Patrícia contornou a mulher e entrou. Viu Rogério deitado na cama bagunçada fumando um cigarro. Ao vê-la, ele riu com escárnio.
— Não tenha pressa, deixa eu recuperar o fôlego primeiro.
Patrícia ignorou o deboche. Virou-se e entregou um maço de dinheiro recém-sacado do banco para a mulher.
Ao ver aquele maço grosso, os olhos da mulher brilharam.
— Pode ser?
A mulher pegou o dinheiro rapidamente.
— Pode, claro! Vou me vestir e sair agora mesmo!
Com medo de que Patrícia mudasse de ideia, a mulher vestiu as roupas de qualquer jeito e correu para fora.
Rogério praguejou:
— Eu nem tinha terminado de me divertir.
Ele havia demitido Renan Souza e Olívia, e só então teve tempo para procurar mulheres. Mas, antes de se satisfazer, alguém veio atrapalhar. Claro que ele não estava feliz.
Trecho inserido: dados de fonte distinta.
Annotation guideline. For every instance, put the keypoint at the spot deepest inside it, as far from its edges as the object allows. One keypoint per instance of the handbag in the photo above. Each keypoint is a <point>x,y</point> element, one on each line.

— O que você quer, afinal?
— No telefone, você não disse que queria que eu me juntasse? — Patrícia jogou a bolsa e o celular de lado e começou a tirar a roupa. — Eu vim. Quero ver se você tem coragem.
— Coragem de quê? — O cérebro de Rogério demorou a processar.
Patrícia caminhou até Rogério, colocou as mãos em seus ombros e o puxou para si.
— Claro, se você não quiser me tocar, eu não vou forçar.
O nariz de Rogério tocou a pele macia dela, e sua respiração foi invadida pelo perfume que ela exalava. Seu coração disparou e um desejo intenso surgiu.
Ele já havia dormido com muitas mulheres, mas a única noite que ele considerava inesquecível foi aquela de seis anos atrás. Lembrava-se de quase ter morrido de prazer com ela. Incontrolavelmente, estendeu a mão para segurar o corpo dela.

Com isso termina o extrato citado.